PAGO PAGO, American Samoa (August 12, 2000 – PIDP/CPIS)---The American Samoa government and petroleum suppliers are exploring the possibility of co-managing the Gataivai Tank Farm.

The Governor's Legal Counsel, Henry Kappel, said a meeting to this effect was held in Honolulu recently. Represented at the meeting were Tesoro South Pacific, Mobil Oil and BP Southwest, while the government was represented by Kappel and Jack Kachmarich of the Territorial Office of Financial Reforms.

Kappel said the purpose of the meeting was two fold: to work out a tank farm operating agreement and to begin discussion on a possible Mobil Oil and BP joint venture in co-managing the government tank farm when Tesoro pulls out of American Samoa.

Tesoro has been in the territory for close to 20-years (starting as PRI), but the company announced last year that it would end its role as petroleum supplier for the local market, citing competition with suppliers who import fuel from Australia and Singapore.

Tesoro, the parent company of Tesoro Hawai‘i, which is owned by Texas-based Tesoro Petroleum Corp., remained the tank farm operator. But Nathan Hokama of Tesoro Hawai‘i said the company will leave the territory after its contract expires at the end of the year.

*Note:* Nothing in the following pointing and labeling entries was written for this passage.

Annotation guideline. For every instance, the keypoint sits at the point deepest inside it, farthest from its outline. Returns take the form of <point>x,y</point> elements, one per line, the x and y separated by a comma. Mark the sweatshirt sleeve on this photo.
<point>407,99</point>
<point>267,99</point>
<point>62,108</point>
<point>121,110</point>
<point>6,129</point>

The actual date of departure is not yet firm. The company said it will offer its current employees a severance package and provide for a smooth transition.

Mobil Oil, however, has an appeal with the Administrative Law Judge (ALJ) over the earlier awarding of the contract to Tesoro, which is set for a hearing on October 15th.

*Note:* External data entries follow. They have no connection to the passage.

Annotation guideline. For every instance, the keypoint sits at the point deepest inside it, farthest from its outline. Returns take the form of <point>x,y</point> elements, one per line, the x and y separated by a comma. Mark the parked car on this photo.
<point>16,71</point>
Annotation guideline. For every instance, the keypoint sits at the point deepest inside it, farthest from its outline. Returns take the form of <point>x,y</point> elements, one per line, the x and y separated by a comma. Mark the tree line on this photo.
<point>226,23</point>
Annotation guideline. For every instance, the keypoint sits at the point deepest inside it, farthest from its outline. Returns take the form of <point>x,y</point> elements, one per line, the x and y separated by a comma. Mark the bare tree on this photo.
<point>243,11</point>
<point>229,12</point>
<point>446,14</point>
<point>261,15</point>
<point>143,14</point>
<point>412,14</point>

According to Kappel, Mobil and BP representatives will return to their corporate headquarters and present what was discussed during the meeting, details of which have not been made available.

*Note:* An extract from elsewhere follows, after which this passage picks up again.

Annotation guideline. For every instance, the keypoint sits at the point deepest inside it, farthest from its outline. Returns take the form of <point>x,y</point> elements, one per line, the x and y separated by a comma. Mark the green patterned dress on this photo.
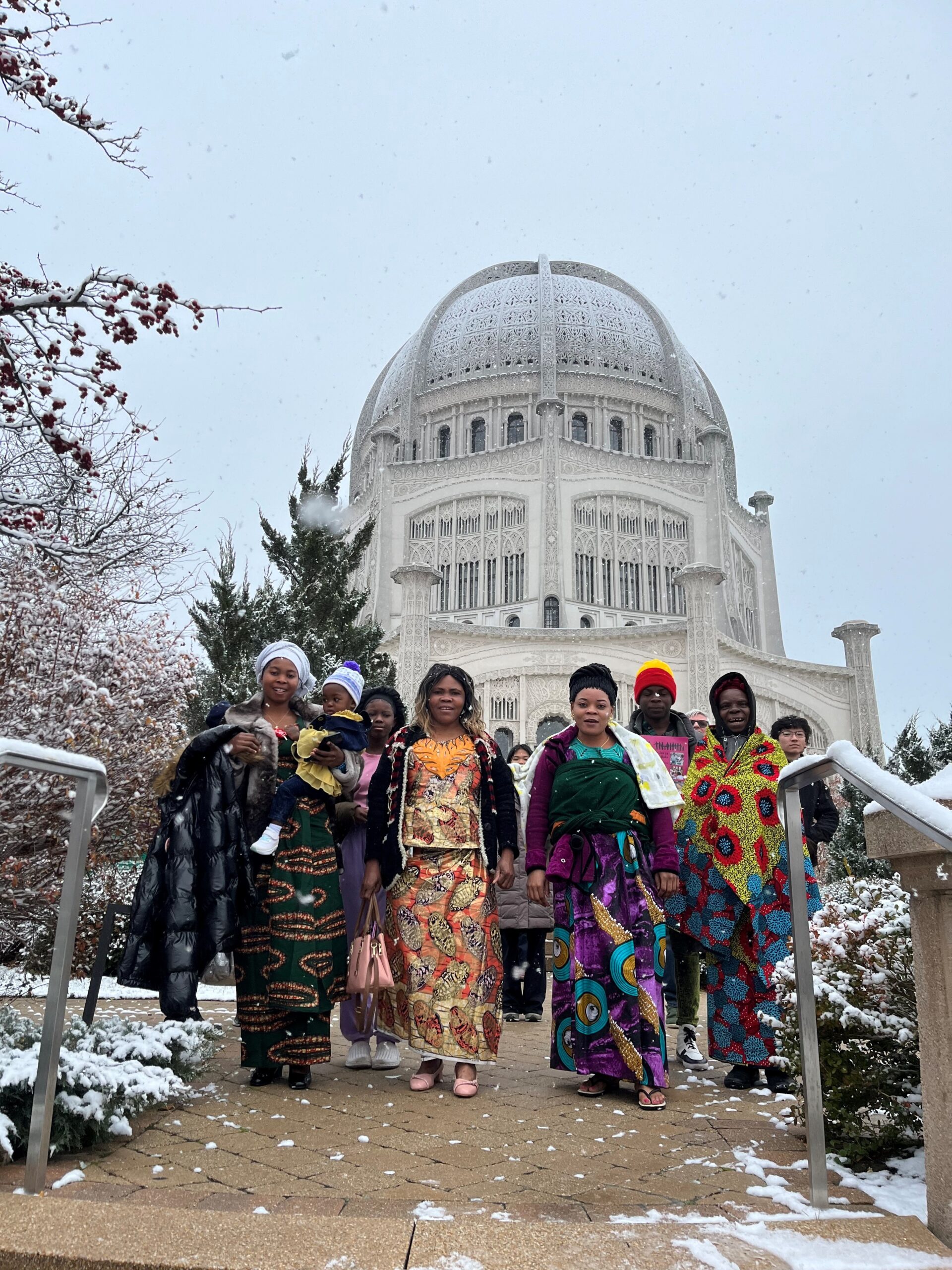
<point>291,964</point>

However, Kappel, who returned on Monday, said, "The co-management of the Tank Farm is not a question of if, but more of a question as how and in what particular form do we want this to take place."

A positive reaction from both Mobil and BP on a joint management of the Tank Farm, hopefully would lead to the dismissal of the pending litigation with the ALJ, said Kappel.

The benefit of a joint management venture, according to Kappel, is that American Samoa consumers would have a continuous petroleum supply as well as competitive prices.